Breeding management plays a crucial role in controlling FHV in catteries. Queens should kitten in isolation, and their litters should not mix with those of other cats until they have been fully vaccinated. Early vaccination should be considered for litters from queens that have had infected litters previously. The earliest age for which FHV vaccines are licensed is 6 weeks, but vaccination from around 4 weeks of age may be considered (kittens are already immunocompetent at that age), with repeated injections every 2 weeks until the normal primary vaccination course is started (Thiry et al., 2009).

9. References

King, A.M., Lefkowitz, E., Adams, M.J., Carstens, E.B., 2011. Virus taxonomy: ninth report of the International Committee on Taxonomy of Viruses. Elsevier.

Maes, R., 2012. Felid herpesvirus type 1 infection in cats: a natural host model for alphaherpesvirus pathogenesis. ISRN veterinary science 2012, 495830.

Maggs, D.J., 2005. Update on pathogenesis, diagnosis, and treatment of feline herpesvirus type 1. Clinical techniques in small animal practice 20, 94-101.

Pellett, P.E.C., Davison, A.J., Eberle, R., Ehlers, B., Hayward, G.S., Lacoste, V., Minson, A.C., Nicholas, J., Roizman, B., Studdert, M.J. and Wang, F., 2009. Herpesvirales, ICTV Ninth Report; 2009 Taxonomy Release. ICTV.

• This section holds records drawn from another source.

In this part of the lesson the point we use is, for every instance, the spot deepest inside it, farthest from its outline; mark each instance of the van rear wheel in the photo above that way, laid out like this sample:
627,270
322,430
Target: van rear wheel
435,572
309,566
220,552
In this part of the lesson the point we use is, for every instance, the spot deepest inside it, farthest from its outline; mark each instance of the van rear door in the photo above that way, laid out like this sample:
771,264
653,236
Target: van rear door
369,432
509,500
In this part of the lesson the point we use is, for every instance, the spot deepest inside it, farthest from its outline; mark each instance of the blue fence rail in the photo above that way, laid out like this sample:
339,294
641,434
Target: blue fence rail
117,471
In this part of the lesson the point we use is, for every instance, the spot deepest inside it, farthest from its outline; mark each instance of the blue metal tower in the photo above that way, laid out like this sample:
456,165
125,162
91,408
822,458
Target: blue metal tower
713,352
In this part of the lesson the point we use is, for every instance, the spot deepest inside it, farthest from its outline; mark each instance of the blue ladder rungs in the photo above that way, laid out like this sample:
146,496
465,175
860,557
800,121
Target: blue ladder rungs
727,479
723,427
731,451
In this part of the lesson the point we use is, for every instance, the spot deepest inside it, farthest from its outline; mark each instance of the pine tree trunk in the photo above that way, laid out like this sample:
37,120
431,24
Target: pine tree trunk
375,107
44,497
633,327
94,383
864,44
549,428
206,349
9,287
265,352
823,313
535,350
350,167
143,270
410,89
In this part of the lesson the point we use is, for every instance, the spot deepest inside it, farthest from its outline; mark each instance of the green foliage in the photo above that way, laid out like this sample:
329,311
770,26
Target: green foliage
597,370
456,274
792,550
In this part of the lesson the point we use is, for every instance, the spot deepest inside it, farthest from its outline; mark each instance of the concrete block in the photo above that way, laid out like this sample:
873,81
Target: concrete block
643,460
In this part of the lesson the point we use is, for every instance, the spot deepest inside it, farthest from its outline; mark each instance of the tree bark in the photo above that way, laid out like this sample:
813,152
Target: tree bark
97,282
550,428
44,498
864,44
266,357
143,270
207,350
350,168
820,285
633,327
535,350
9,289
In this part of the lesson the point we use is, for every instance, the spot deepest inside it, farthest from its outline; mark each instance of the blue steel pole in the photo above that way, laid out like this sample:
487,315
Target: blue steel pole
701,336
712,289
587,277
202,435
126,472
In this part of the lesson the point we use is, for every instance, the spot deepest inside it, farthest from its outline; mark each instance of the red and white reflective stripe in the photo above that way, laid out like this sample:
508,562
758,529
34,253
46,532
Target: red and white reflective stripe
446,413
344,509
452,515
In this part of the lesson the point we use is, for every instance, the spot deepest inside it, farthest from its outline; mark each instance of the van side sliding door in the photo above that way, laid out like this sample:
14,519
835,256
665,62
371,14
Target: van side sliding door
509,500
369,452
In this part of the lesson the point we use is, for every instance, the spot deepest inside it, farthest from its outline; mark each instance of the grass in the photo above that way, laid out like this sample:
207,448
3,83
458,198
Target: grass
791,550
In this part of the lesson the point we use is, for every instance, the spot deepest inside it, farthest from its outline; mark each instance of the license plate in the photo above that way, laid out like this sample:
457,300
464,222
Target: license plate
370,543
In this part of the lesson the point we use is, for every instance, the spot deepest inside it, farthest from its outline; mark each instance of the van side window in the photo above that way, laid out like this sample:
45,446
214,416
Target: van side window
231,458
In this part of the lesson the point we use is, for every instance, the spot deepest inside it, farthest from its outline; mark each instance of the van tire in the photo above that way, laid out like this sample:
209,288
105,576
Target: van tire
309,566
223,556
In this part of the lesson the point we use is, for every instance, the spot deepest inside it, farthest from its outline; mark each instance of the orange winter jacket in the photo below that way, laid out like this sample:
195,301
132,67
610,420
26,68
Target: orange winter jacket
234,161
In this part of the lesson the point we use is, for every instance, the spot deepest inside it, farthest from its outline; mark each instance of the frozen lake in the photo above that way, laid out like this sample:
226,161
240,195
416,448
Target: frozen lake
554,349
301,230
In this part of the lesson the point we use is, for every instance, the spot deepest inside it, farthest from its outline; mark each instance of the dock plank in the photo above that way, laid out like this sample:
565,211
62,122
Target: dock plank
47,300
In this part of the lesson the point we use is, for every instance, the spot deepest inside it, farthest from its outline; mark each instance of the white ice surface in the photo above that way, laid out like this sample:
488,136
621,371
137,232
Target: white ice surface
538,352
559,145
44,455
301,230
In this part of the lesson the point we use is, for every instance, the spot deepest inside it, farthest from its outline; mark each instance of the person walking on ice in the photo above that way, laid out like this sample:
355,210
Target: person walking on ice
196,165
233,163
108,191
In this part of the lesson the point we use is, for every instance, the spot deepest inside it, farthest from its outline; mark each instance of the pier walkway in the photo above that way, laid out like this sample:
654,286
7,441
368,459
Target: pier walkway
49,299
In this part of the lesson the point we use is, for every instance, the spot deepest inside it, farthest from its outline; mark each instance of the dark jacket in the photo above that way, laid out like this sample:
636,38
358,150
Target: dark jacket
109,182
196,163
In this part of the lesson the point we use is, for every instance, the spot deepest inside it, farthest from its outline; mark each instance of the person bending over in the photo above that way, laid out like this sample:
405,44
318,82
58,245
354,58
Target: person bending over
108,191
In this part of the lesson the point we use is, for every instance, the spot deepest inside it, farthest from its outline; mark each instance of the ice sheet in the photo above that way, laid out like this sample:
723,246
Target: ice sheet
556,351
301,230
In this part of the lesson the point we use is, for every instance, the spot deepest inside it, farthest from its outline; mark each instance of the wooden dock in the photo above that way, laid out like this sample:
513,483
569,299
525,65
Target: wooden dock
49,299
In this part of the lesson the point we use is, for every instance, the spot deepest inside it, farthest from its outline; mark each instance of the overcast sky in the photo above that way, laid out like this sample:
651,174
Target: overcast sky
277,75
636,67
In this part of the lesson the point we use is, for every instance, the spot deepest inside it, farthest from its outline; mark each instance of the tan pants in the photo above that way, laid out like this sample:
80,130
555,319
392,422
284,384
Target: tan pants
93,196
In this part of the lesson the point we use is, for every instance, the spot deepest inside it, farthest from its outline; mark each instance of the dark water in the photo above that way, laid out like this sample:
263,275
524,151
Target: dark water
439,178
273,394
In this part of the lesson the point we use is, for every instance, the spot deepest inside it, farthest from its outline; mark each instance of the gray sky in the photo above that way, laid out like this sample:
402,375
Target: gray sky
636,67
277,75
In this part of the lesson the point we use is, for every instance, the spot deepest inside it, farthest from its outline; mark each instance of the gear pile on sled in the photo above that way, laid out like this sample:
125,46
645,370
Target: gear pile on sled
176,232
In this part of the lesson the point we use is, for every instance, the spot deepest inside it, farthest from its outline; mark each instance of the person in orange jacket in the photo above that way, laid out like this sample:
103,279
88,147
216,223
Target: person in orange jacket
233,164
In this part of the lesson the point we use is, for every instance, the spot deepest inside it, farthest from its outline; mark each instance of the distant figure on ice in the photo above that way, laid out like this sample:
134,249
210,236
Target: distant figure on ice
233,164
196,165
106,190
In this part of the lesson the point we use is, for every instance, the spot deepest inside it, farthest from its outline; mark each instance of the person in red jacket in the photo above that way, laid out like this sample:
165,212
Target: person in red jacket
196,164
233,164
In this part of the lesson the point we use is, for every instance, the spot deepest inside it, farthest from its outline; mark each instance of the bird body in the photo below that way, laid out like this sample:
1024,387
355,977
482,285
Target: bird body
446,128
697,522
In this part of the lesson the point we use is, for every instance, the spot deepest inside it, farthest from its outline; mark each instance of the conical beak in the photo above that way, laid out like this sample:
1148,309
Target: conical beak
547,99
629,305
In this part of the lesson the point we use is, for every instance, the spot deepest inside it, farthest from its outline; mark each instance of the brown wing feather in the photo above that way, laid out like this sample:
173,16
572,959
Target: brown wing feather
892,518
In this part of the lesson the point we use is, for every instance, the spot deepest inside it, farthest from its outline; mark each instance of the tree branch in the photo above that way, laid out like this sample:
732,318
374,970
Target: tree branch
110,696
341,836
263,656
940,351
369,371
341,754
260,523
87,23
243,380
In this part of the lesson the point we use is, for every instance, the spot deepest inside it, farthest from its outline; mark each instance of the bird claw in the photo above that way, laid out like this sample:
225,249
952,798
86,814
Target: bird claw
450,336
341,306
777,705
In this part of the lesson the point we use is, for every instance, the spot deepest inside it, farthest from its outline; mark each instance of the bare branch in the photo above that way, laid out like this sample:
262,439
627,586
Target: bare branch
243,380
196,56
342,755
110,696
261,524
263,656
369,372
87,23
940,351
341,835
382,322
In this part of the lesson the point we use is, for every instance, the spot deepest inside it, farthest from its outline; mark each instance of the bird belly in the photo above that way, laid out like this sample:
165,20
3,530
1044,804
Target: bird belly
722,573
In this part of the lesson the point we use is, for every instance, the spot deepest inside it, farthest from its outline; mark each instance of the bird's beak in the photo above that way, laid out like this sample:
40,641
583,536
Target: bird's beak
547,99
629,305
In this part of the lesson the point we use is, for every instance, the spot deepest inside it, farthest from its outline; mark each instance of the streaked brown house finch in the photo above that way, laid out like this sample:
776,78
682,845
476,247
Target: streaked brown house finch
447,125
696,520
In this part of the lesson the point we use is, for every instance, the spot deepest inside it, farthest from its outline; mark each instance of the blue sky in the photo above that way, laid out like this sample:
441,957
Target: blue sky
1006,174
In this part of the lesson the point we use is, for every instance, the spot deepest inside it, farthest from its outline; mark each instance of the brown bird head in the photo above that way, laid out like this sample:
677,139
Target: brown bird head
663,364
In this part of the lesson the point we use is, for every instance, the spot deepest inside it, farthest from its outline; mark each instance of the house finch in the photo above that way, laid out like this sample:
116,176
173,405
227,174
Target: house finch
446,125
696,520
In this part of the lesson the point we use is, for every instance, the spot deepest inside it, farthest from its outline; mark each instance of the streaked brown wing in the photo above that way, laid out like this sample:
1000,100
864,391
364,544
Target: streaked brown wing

Stiles, J., 2003. Feline herpesvirus. Clinical techniques in small animal practice 18, 178-185.

Thiry, E., Addie, D., Belák, S., Boucraut-Baralon, C., Egberink, H., Frymus, T., Gruffydd-Jones, T., Hartmann, K., Hosie, M.J., Lloret, A., 2009. Feline herpesvirus infection. ABCD guidelines on prevention and management. Journal of Feline Medicine & Surgery 11, 547-555.